Should you use a data warehouse with a tabular cube?

With SQL Server 2012, Microsoft introduced SSAS “tabular mode”. Tabular mode essentially is a server-hosted version of PowerPivot. In fact, it’s very easy to take an Excel workbook with a PowerPivot model and import that to SSAS as a tabular cube.

When you convert a PowerPivot model to a tabular cube, the new cube fetches data from external data sources just like the original PowerPivot model in Excel did. In other words, you don’t need to have a data warehouse database “in front” of your tabular cube. The question I’ll address below is whether it’s a good idea to have a data warehouse in combination with a tabular cube anyway.

You can build your BI solution with varying degrees of sophistication. More sophisticated is not necessarily better, and you should determine which best fits your needs. I’ll describe the three main scenarios as I see them below.

Scenario 1: No data warehouse

As I mentioned above, you can have a tabular cube without having a data warehouse database. A benefit of this approach is that the only skills you need to learn is how to deploy a PowerPivot model to a server-based tabular cube, and how to create a job that will process this cube according to a certain time schedule. Another advantage is that you can continue developing your solution in Excel, without needing to learn and install the Visual Studio-based tools.

clip_image002

The nice thing of a server-based tabular cube over using PowerPivot in Excel is that you no longer get gigantic Excel files, sometimes larger than 100MB. Your Excel files can have all of the PowerPivot functionality, but since the raw data is stored in the cube instead of the Excel files, your workbooks become very small, often smaller than 100KB.

You can also more easily share the Excel files with peers. As long as you grant them access, they can refresh the Excel file by clicking Refresh All in the data ribbon. Furthermore, the tabular cube enables web-based reports.

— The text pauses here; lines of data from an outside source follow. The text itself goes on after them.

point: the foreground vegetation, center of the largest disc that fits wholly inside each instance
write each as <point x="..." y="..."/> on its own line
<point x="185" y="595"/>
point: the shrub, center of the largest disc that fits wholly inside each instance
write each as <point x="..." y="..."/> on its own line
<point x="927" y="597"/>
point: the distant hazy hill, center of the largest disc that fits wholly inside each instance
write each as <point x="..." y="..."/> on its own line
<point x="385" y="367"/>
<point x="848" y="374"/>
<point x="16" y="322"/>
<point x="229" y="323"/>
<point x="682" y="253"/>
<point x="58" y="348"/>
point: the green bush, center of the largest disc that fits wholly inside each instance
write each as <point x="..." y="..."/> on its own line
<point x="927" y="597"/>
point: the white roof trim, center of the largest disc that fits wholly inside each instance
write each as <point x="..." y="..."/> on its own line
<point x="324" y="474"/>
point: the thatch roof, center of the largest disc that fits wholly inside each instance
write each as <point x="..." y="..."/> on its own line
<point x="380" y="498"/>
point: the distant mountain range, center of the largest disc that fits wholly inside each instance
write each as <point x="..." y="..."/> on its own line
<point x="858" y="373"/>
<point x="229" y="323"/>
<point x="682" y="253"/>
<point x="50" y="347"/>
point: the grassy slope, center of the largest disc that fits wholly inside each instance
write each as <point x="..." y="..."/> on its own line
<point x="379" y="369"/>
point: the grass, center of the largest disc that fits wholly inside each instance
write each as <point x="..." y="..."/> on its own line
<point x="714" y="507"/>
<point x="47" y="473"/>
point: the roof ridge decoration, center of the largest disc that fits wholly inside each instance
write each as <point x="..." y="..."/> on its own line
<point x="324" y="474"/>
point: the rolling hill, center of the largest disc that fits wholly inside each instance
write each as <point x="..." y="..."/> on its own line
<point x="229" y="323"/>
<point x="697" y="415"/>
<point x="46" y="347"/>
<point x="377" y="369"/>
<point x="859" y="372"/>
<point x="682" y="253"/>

The bottom line is that there are lots of benefits of converting your PowerPivot solution to tabular cubes when you need to share or publish the data.

Scenario 2: Data warehouse as staging area only

The next step up the ladder of sophistication is to maintain a data warehouse database for staging data. Using a simple ETL process, presumably built using an Integration Services project in Visual Studio, the external data is retrieved from the external data sources and stored unmodified in staging tables in the data warehouse. The cube is reconfigured to pull data from the staging tables instead of the external data sources.

clip_image004

If you’re a business user without BI development experience building this can challenging. You’ll need to learn how to create a SQL database for the data warehouse with the required staging tables, and how to develop an ETL process that copies data from the external sources into the staging tables. This will require you to learn how to use SQL Server Management Studio and some of the BI design tools in Visual Studio.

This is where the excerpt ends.